おにぎりと風呂敷
少しの荷物を持って船に乗り込む。
顔馴染みの船員たちとの挨拶も慣れたものだ。
「今回も世話になる」と告げて見張り台へと上っていく。
ゆっくりと遠ざかっていく稲妻の港を眺めながら感じるのは、故郷を離れる寂しさが少しと、次の目的地への期待。
(大丈夫、またいつでも戻ってこられる)
やがて稲妻が見えなくなると、万葉は自分にそう言い聞かせながら見張り台の床へそっと腰を下ろした。
目を閉じれば風をより身近に感じる。
死兆星号に来た頃は、とても見張りをしているようには見えない万葉を見咎めて船員が叱りつけることもあった。
だが嵐の予兆も敵の接近も万葉が聞き逃したことはなかった。
今はそれが彼のスタイルなのだと誰も何も言ってこない。
風も波も穏やかで、不審な影は見えない。
万葉は傍らに置いた荷物から風呂敷包みを取り出した。
稲妻を離れる時にコハルに持たされたもので、中にはおにぎりがいくつか入っている。
かつて稲妻から逃げ出した時に同じ包みを持たされ、抵抗軍に加勢するために稲妻に帰った時に、風呂敷をコハルに返すことができた。

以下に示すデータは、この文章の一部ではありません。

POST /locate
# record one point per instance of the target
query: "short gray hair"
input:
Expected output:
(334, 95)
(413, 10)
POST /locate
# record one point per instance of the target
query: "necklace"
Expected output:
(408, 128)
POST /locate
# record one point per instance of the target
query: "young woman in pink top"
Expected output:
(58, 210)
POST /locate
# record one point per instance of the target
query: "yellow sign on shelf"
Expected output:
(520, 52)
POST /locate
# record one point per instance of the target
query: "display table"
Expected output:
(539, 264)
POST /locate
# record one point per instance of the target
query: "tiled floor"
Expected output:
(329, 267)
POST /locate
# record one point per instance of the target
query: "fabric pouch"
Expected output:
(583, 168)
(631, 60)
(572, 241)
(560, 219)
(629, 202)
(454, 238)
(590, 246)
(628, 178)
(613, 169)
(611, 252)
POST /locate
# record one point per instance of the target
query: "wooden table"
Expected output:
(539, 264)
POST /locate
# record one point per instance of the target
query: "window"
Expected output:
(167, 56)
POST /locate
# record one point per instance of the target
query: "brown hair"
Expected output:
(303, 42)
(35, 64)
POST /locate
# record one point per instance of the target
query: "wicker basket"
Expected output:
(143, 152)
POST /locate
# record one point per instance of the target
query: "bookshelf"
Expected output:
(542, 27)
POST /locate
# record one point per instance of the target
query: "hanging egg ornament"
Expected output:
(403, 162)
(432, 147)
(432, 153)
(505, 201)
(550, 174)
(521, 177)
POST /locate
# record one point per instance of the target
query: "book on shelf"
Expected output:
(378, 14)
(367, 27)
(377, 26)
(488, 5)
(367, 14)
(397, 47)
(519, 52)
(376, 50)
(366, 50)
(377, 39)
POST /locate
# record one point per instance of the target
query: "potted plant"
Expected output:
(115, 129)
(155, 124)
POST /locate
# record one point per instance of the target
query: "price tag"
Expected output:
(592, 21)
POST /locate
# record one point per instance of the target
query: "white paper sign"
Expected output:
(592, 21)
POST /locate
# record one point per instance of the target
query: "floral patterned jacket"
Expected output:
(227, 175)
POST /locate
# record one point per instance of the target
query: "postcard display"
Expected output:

そしてまた別れる時にはおにぎりを入れた包みを渡される、そんな循環が続いていた。
今回は今回は白胡麻と細かく切った梅干しを混ぜ込んだおにぎりだった。
ひとつ手にとって、頬張る。
かろうじて形を保っている程度に柔らかく握られたおにぎりは、ほろりと崩れる。
(次にこの風呂敷を返すのは、いつになるのだろう)
家を出る時に持ってきた、故郷との唯一の繋がりである己の刀。
そして今や稲妻に帰る理由のひとつとなった、借り物の風呂敷。
嵐の中で沈みそうな小舟の上でも、そのふたつだけは手放さなかった。
「……あっ!?」
最後のおにぎりを手に取った時、風呂敷が風に拐われて手摺の隙間から落ちていった。
慌てて身を乗り出すも間に合わず。
運良く海に落ちることはなく、風呂敷は下にいた船乗りの一人の手によって助けられた。
「なんだこれ……ああ、万葉のか。おーい!万葉!落としたぞ!」
手摺にかけていた足はそのままに、勢いをつけて飛び降りる。
「かたじけない!危うく海に落としてしまうところであった」
「気をつけろよ、……なんだその握り飯」
「あ、これは、……その」
「……まあ、それ食ったら見張りもしっかり頼むぜ!」
「……承知した」
*
急いで見張り台へと戻っていく万葉を、船乗りは眩しそうに見上げた。
正直、万葉がこんなに気さくで話しやすい奴だとは思っていなかった。
保護されたばかりの頃の万葉は寡黙で非常にとっつきにくかったから。
それが今では立派に頼れる仲間のひとりだ。
あの風呂敷が万葉にとって大切なものであることを知っている。
稲妻を出港する時によく持っている包みだが、万葉の持ち物にしては色が彼の趣味ではないなと思っていた。
ある日、稲妻の港で時々見送りに来る少女が万葉に風呂敷包みを渡しているところを見かけて、納得した。
(ははーん……なるほどなるほど……)
照れ臭いのか、誰かに取られることを危惧しているのか、こっそりと見張り台で大切に食べているのだ。
(そんな慌てなくても誰も取らねぇのにな)
万葉の隠しているつもりの事を、みんな割と知ってると言ったらどんな顔をするだろうか。
まだ若い少年のそんな顔を想像してニヤニヤと笑いながら、船乗りは仕事に戻るのだった。